Le lendemain de cette interview, le parlement polonais a adopté une résolution sur les massacres de Polonais en Volhynie et en Galicie orientale entre 1942 et 1945, territoires qui avaient appartenu à la deuxième République polonaise jusqu’à la dissolution de l’État polonais en 1939, condamnant le massacre « d’environ 100 000 citoyens polonais, hommes, femmes, vieillards et enfants » aux mains des nationalistes ukrainiens de l’ouest de l’Ukraine.

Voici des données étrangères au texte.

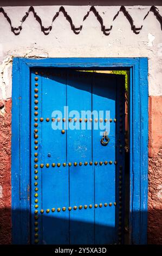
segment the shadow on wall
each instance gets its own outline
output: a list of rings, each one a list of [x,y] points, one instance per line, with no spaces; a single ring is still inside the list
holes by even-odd
[[[17,215],[17,218],[15,218],[16,223],[15,225],[19,225],[19,221],[18,216],[19,211],[14,212],[14,214]],[[22,212],[27,216],[25,212]],[[51,213],[54,217],[46,214],[44,215],[41,215],[38,221],[34,220],[34,216],[31,216],[31,220],[33,221],[33,230],[30,230],[31,236],[33,237],[33,242],[34,239],[38,238],[34,237],[35,228],[39,228],[40,230],[41,224],[39,222],[42,221],[46,223],[46,228],[43,229],[43,237],[41,237],[40,235],[39,239],[43,240],[44,244],[109,244],[116,243],[115,241],[115,229],[109,226],[103,226],[101,225],[95,225],[94,229],[93,223],[87,223],[79,221],[71,221],[64,220],[60,218],[55,218],[55,213]],[[0,211],[0,244],[9,244],[11,243],[11,209],[3,209]],[[136,218],[140,221],[140,212],[136,212],[134,215]],[[157,216],[155,220],[155,216]],[[41,218],[43,218],[41,221]],[[144,215],[143,215],[144,216]],[[147,214],[144,215],[144,218],[147,218]],[[22,221],[26,223],[25,218],[22,218]],[[29,215],[29,219],[30,219]],[[152,222],[152,221],[153,222]],[[38,222],[38,226],[34,226],[34,222]],[[29,230],[30,229],[30,222],[28,223]],[[69,231],[69,230],[70,230]],[[161,211],[159,210],[153,210],[148,212],[148,231],[147,238],[148,243],[149,244],[162,244],[162,220]],[[36,229],[37,230],[37,229]],[[41,233],[41,232],[40,232]],[[30,234],[30,231],[29,232]],[[24,235],[23,229],[22,228],[21,232],[16,234],[16,237],[20,237]],[[126,233],[125,235],[128,235]],[[142,235],[141,234],[141,235]],[[61,241],[60,241],[61,237]],[[31,243],[30,237],[28,237],[29,243]],[[110,242],[111,241],[111,242]],[[112,242],[113,241],[113,242]],[[118,241],[117,241],[118,243]],[[127,243],[126,242],[126,243]],[[133,243],[136,243],[133,242]]]
[[[113,3],[107,0],[1,0],[1,6],[29,5],[161,5],[161,0],[116,0]]]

La résolution considère que « la dimension organisée et massive du crime de Volhynie le caractérise comme un nettoyage ethnique avec des aspects de génocide ». Dans le même temps, le Parlement a exprimé sa gratitude « aux Ukrainiens qui aident actuellement à documenter les crimes et à commémorer les victimes », malgré le fait que le gouvernement ukrainien n’autorise pas les fouilles sur les lieux des massacres.

En septembre 2016, le parlement ukrainien, le Verkhovnaya Rada, a rejeté les considérations de la chambre polonaise pour quatre raisons :

  1. que les Polonais ont également tué des Ukrainiens,
  2. que le nombre de victimes polonaises n’a pas pu dépasser 30 000, car à l’époque la population de la Volhynie n’était pas aussi nombreuse,
  3. « qu’il est bien établi » que les auteurs étaient des agents de la police secrète soviétique déguisés en combattants de l’OUN/UPA (malgré le fait que depuis juin 1941 la région était occupée par les Allemands et que les Soviétiques s’étaient retirés, vaincus) et que
  4. évoquer cette question ne sert que les intérêts russes. [Cité par Nicolai N. Petro, 2023 ; « The Tragedy of Ukraine »]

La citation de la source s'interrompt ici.